L’anno dopo gli esami di stato, zia Felicetta a letto delirante: 97 anni, un femore dilaniato per rincorrere il cane con il battipanni e un marito disperso fra la neve di Stalingrado. Nel mezzo Francesco e la leucemia; lei che stenta a ritornare da Fabio – il terzultimo della lista – e il suo nuovo ragazzo – l’ultimo della lista. Il penultimo, casualmente, ero io.

Mia madre e il tentativo di ritornare alla vita di tutti i giorni, con un componente della famiglia in meno: Pisa poteva aspettare.

Alle medie ero il ciccione, il “è intelligente, ma non si applica (a sottostare alle decisioni opinabili dei professori)”, il bullo e quello a cui chiedere il passaggio del compito di matematica. Al liceo ero il ciccione, il secchione, il rappresentante di classe, l’autistico, l’asociale.

Sei anni dopo – in piazza dei Cavalieri – Tu poggi la testa sulle mie gambe.

All’università ero “Garcia” e l’autistico. All’università sono “Garcia”, l’autistico, il filosofo, l’esterno da buttar fuori come gli algerini dall’Italia. Poco hai a che fare con loro, anche se hai passato tre anni della tua vita lì dentro: pochi sono coloro cui non frega un cazzo di nulla. Potevo passare anche ad agraria, era solo un pretesto per farsi due risate per prendersi per il culo innocentemente.

In piazza dei Cavalieri Tu poggi la testa sulle mie gambe: l’asteroide, la singolarità spazio-temporale, il Big Crunch del mio microcosmo coriaceo, creato in ventiquattro anni di vita.

Sei mesi dopo dormiamo assieme a casa Tua. Sogno di essere un astronauta che orbita intorno a Giove senza un apparente motivo logico: come in Gravity, ma con meno effetti speciali e più sincero.

Improvvisamente il mio moto di rivoluzione si frena, e la gravità tanto cara a Newton mi spinge verso la superficie del pianeta. Davanti a me, la Grande Macchia Rossa. Tre volte la Terra, io non so nemmeno – sensibilmente – quanto sia grande la Terra, mi attira a sé e non c’è modo di scampare alle invalicabili leggi della fisica a meno che tu non sia in un film di fantascienza. Il rosso dell’uragano secolare sovrasta il mio campo visivo, la tuta si surriscalda, l’ossigeno sta finendo. “Bel modo di morire. Bella merda!” sono le mie ultime parole a una stazione spaziale da cui non ricevo risposta: “Andatevene a cagare tutti quanti, con affetto: se non fosse stato per voi sarei morto d’infarto mentre aggiustavo marmitte di motociclette degli anni ’50: salutatemi le vostre madri”.

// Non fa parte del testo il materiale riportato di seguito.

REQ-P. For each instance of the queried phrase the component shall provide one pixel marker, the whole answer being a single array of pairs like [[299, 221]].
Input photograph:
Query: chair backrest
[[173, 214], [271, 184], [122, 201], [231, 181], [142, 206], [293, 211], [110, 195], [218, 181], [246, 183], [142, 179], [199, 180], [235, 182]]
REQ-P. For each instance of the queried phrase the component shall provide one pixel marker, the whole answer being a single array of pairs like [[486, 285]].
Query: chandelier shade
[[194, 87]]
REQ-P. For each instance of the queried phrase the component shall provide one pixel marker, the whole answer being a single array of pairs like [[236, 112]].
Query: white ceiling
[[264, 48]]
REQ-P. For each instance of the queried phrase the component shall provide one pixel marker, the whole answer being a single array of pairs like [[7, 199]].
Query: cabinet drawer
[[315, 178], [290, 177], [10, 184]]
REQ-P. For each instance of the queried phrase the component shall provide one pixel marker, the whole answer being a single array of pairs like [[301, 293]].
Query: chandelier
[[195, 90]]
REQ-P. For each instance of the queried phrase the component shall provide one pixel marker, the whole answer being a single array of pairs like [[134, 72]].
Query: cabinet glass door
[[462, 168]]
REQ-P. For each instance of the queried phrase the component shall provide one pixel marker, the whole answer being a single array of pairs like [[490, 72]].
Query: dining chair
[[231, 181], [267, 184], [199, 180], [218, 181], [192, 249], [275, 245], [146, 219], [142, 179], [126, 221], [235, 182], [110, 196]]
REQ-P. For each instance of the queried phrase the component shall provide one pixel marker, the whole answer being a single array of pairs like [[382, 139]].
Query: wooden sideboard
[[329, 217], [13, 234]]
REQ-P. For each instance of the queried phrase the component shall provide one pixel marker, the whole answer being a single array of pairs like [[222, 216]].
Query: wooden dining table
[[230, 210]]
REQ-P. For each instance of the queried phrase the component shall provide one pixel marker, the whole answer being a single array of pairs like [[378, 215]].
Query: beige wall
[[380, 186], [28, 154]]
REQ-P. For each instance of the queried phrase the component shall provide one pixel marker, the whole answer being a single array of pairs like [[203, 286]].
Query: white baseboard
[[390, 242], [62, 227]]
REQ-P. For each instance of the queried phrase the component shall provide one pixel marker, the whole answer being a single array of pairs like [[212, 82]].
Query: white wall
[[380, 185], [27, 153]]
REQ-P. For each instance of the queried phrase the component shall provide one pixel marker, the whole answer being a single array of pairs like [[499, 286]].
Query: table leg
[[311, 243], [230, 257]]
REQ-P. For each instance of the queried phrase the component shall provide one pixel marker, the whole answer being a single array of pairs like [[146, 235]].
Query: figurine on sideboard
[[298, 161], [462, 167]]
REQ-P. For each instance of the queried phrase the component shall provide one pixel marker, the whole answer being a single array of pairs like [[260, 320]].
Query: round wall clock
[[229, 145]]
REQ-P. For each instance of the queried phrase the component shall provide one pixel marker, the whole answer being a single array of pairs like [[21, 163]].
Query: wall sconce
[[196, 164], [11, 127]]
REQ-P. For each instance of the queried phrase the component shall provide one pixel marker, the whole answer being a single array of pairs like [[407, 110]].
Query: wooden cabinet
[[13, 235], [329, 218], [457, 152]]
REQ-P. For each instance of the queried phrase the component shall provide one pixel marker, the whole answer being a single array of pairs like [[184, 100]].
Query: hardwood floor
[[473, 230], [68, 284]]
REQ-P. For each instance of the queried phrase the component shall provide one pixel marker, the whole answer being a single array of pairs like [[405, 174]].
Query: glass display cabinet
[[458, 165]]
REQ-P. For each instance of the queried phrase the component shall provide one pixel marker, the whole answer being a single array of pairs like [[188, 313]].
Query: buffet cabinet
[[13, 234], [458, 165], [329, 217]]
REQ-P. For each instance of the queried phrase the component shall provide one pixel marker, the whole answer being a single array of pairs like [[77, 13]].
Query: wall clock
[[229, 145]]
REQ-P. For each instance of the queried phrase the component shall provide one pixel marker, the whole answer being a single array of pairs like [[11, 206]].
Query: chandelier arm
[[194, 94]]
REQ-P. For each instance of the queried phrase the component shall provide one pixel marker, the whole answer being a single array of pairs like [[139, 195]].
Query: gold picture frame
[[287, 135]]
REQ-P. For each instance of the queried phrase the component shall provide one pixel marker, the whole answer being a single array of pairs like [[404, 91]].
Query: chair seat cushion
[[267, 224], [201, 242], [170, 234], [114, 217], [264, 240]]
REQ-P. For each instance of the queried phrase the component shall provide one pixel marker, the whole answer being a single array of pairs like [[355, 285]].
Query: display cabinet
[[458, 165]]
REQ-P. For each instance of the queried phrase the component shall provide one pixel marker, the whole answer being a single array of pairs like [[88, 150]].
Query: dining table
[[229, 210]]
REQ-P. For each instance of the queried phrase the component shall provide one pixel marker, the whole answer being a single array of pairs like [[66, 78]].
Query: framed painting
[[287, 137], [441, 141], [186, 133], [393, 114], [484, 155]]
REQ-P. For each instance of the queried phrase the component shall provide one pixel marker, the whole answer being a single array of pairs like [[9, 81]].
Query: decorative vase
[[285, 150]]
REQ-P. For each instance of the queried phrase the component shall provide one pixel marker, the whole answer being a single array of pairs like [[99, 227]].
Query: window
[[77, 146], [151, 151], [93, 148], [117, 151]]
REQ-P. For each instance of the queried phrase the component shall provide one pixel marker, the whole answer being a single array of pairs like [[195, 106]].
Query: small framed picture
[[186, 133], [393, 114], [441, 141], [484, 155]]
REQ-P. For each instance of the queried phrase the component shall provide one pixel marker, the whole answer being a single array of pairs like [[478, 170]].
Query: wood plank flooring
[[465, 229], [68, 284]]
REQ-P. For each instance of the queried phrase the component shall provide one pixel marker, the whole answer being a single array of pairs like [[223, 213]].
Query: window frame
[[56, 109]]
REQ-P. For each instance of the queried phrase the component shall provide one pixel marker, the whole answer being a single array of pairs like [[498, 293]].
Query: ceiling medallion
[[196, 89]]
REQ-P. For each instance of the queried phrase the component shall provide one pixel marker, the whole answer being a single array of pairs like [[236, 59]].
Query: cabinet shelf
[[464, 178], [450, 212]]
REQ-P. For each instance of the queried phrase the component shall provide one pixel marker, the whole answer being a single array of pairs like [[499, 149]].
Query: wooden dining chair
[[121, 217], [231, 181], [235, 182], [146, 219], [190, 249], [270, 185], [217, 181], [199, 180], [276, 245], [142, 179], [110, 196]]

Mancano venticinque giorni al mio venticinquesimo compleanno. Dopo il sogno mi sveglio di scatto, dormivo supino – io dormo sempre di lato. Mi giro verso di Te, bella e immensa e spettacolare e secolare e letale per me come la Grande Macchia Rossa di Giove. Mancano venticinque giorni al mio venticinquesimo compleanno, e Tu in sei mesi ne hai condensato ventiquattro in poche parole, a discapito dei litigi, delle difficoltà: “Il Paradiso dei nostri silenzi, l’Inferno dei nostri baci”.

Anche di fronte alle tempeste di Giove, la luce solare continua a splendere. Anche di fronte ai silenzi, le voci continuano a sostenerti. Anche di fronte al labirinto dei ricordi, la presenza del nostro rapporto mi ricorda che ho perso ventiquattro chili e guadagnato milioni di chilometri tra i nostri corpi uniti proiettati verso il cielo. Anche di fronte al buio della morte che gli eoni ci protrarranno quando non saremo altro che pulviscolo perso tra le rovine siderali della civiltà umana, il nostro incontrarci sarà per sempre la rivoluzione copernicana della Nostra Civiltà.

Dopo sette anni, e una donna esorbitante al mio fianco, ho scoperto un fatto non banale: l’Heineken mi fa schifo.